Dans chaque espace latéral à la salle principal, une autre installation déploie les arguments de défense des victimes d’abus.La série The children, 2015 – 2019 s’organise en défilé devant d’amples rideaux de velours rouge qui recouvrent les murs. Une parade d’habits d’enfants de chœur usagés et de robes de communion collectionnées par l’artiste sont suspendus par d’invisibles fils de nylon. Dans un entretien avec le National Catholic Reporter l’artiste déclare :
« Il était évident pour moi que le pape et le clergé ne voyaient pas ces victimes comme des enfants (…).Quand j’ai commencé à assembler ces vêtements, j’ai eu l’impression de m’occuper des enfants. Lorsque j’ouvrais chaque paquet de vêtements, je ressentais une vague de tristesse. Puis je les lavais et repassais tendrement et je m’en occupais ».
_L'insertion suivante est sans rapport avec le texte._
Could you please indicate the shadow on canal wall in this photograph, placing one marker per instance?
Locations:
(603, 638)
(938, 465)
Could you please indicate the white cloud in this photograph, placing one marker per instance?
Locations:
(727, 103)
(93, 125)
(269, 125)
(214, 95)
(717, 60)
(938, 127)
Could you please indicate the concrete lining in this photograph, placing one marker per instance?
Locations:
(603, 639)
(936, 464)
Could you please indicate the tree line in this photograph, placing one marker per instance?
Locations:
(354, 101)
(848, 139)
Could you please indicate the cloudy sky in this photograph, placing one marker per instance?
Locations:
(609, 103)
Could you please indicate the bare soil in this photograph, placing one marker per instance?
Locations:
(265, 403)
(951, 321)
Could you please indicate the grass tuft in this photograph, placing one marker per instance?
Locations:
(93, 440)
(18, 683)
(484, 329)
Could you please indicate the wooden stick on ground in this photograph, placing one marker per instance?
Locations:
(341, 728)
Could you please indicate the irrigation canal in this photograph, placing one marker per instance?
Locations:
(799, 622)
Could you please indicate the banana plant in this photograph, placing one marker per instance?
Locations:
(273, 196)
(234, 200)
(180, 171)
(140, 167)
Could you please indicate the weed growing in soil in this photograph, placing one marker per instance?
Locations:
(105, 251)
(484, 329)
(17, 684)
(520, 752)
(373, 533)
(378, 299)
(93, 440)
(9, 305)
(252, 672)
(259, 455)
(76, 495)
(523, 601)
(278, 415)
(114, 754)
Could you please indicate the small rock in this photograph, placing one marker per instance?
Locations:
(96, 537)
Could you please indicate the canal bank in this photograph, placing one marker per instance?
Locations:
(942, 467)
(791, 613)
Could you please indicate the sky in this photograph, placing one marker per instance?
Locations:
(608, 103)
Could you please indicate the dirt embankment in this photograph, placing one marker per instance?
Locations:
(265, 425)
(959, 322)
Sur le poitrail de chaque vêtement est brodé le motif du trou de serrure dans lequel se love un serpent déjà remarqué sur une des charnières du confessionnal.L’étroitesse de l’espace amène le visiteur à frôler les vêtements enfantins et les fait se mouvoir lentement dans l’espace, semblant reprendre vie.

Dans l’espace symétrique la série Stations of hope, 2008 – 2013 reprend en l’adaptant le vocabulaire religieux puisque le mot station est utilisé pour les différents arrêts du chemin de croix.Elle y ajoute la possible résilience de l’espoir ; A l’origine de ce travail correspond un temps de récession de la maladie dont a souffert Trina McKillen , dans le même organe de presse elle en témoignait ainsi :
« je voulais faire ces petits carrés avec du lin irlandais de Belfast qui venait de ma maison où j’ai grandi. Puis j’ai réalisé qu’ils ressemblaient à des cataplasmes comme ceux que mon père faisait, des pansements qui faisaient sortir la douleur, l’infection, la blessure. Je pense que je les fabriquais pour moi, pour former une sorte de thérapie cathartique. »

Dans une boite en bois différents petits coussins blancs sont cloué sur un fond de tissu. Sur deux d’entre eux on peut lire les mots brodés Good (Bien) et Sin (Péché) Les 14 cadres sont alignées dans la pénombre éclairés en leur centre par un faible faisceau lumineux.

Un dernier espace reçoit les dessins préparatoires, la maquette du confessionnal et diverses coupures de presse qui donnent corps à tous ces faits divers trop souvent ignorés ou minimisés par la hiérarchie catholique.

Cet imaginaire de l’enfance abusée et doublement victime du fait de la négation de ces méfaits est aussi abordée par l’artiste dans ses petits tirages noir et blanc qui scénarisent des figurines, des éléments de jouets ou des habits de poupée pour sensibiliser notre regard sur les atteintes au corps infantiles. Le bâtiment de Tadao Ando en accroche quelques uns pour nous préparer au choc visuel des trois installations principales.